Head’s up: despite the book’s blurb sounding otherwise, this book is a memoir.
There’s nothing quite like reading an entire book, and still wondering when the story will start by the time you reach the end. It may be titled “Sugar,” but not an iota of sweetness has been left in my memories.
The book’s first chapter walks readers through Monique’s ritual to prepare for her sugar dates—which are dates she has with older men, keeping them company (sexually or not) in exchange for money. But as we’re told about 300 times throughout the story, it’s not like being an escort. The narrator breaks the fourth wall a couple times here, but that can be excused, if it had been an isolated incident (spoiler: it’s not).
After the second chapter delved into her terrible childhood and former marriage, I figured the book would jump back to the present.
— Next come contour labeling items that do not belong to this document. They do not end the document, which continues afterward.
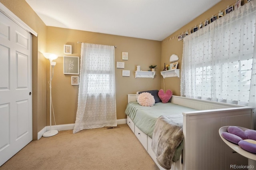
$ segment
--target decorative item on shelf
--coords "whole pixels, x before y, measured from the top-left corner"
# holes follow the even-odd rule
[[[156,65],[151,65],[149,66],[149,68],[151,69],[151,71],[155,71],[155,68],[156,67]]]
[[[222,12],[221,11],[220,11],[220,12],[219,12],[219,14],[218,14],[218,16],[219,18],[219,19],[221,17],[223,16],[223,12]]]
[[[166,71],[166,70],[167,70],[167,69],[166,69],[166,65],[165,65],[165,63],[164,63],[164,69],[163,70],[163,71]]]
[[[164,79],[166,77],[180,77],[180,69],[173,69],[172,70],[162,71],[160,72]]]
[[[166,64],[165,67],[166,68],[166,70],[169,70],[170,69],[170,66],[169,65],[169,64]]]
[[[154,79],[155,74],[156,71],[136,71],[135,78],[152,78]]]
[[[178,62],[176,62],[172,64],[172,69],[177,69],[178,68]]]

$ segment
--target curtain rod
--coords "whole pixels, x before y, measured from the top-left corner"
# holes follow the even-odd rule
[[[83,43],[82,42],[77,42],[77,43]],[[114,47],[115,47],[115,48],[116,48],[116,45],[114,45]]]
So I read chapter three… then four… and eventually got to chapter 30, aka the final chapter. As I flipped the final page, disappointment assailed me. The scene that had us in the moment in chapter one never returned.
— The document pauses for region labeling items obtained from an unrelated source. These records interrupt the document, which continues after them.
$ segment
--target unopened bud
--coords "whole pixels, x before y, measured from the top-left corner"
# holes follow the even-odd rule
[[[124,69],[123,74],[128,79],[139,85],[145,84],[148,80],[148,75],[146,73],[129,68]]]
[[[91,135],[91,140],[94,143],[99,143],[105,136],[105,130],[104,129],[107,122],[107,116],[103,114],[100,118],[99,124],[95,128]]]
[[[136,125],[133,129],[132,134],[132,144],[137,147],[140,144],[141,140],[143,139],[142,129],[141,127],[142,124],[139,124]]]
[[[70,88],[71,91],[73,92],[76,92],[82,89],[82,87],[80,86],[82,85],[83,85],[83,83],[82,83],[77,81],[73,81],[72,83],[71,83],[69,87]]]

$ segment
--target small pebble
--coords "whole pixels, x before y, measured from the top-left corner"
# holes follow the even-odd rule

Instead, the book rambled about one man after another that she dated in her Sugar Life. That was the purpose of the plot, but it was told in the most boring way possible as the author employed the long lost art of “tell, don’t show.” I found my eyes glazing and skimming over mass chunks of flat dialogue and boring travel scenes. The many male characters all morphed into a single Generic Horny Middle-Aged Rich Man.
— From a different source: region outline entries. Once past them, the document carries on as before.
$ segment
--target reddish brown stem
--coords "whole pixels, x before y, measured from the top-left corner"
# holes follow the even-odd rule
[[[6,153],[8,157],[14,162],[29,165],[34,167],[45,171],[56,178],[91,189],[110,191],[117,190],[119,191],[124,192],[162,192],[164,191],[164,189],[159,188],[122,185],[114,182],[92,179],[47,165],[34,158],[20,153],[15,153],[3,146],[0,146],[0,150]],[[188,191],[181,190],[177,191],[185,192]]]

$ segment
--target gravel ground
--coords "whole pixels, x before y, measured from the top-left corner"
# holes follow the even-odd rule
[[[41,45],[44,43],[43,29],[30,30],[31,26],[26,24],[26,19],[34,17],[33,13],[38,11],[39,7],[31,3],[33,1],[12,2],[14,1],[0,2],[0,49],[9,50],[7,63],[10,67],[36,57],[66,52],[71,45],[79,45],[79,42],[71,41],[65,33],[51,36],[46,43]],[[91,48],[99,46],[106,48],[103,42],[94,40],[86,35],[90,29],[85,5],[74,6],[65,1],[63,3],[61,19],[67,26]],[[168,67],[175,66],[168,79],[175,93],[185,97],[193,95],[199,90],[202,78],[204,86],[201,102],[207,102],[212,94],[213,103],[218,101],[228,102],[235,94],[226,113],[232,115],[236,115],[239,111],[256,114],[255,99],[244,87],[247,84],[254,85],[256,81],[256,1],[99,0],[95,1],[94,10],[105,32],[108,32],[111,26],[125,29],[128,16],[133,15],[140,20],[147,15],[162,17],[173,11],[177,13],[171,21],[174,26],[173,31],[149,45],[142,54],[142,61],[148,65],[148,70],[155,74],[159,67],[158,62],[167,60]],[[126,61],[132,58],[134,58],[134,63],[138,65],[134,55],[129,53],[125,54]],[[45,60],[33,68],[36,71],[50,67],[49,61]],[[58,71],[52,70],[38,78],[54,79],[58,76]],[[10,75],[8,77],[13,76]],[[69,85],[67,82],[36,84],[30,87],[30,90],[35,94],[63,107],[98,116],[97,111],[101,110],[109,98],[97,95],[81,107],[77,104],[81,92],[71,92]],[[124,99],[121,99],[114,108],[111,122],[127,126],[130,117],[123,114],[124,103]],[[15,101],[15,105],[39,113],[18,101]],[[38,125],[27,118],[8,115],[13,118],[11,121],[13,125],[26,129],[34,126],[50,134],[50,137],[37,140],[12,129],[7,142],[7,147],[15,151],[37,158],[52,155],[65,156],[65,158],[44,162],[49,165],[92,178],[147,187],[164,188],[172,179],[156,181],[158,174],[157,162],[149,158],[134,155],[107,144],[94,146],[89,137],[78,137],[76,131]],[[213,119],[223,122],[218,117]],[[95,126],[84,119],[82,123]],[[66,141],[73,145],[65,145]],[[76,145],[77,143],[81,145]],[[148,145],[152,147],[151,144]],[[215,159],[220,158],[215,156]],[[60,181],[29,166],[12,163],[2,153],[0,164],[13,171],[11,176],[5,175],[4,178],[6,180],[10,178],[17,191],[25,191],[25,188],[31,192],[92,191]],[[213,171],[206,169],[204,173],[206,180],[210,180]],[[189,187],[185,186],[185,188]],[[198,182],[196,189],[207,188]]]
When I grabbed an advanced reading copy of this book from Netgalley, it was mostly because of the awesome looking cover (which I give 1 star to by itself) and blurb, but also because I figured the categories on the site (it was listed as Erotica, Romance) don’t lie. This “erotica” book had sex scenes that would have made my teenage imagination proud. They were sometimes weird, but mostly as boring and flat as the dialogue.
After I finished the book, I flipped back to the cover, and then jumped to the “front matter” section, which appears before the table of contents, and is automatically skipped when you load an eBook. That’s how I discovered that “Sugar” was a memoir, unlike what the book blurb would like you to believe.
Well, then. It’s cliche to pity people in romance books, so I won’t do that here, either.
I received an ARC via Netgalley in exchange for an honest review.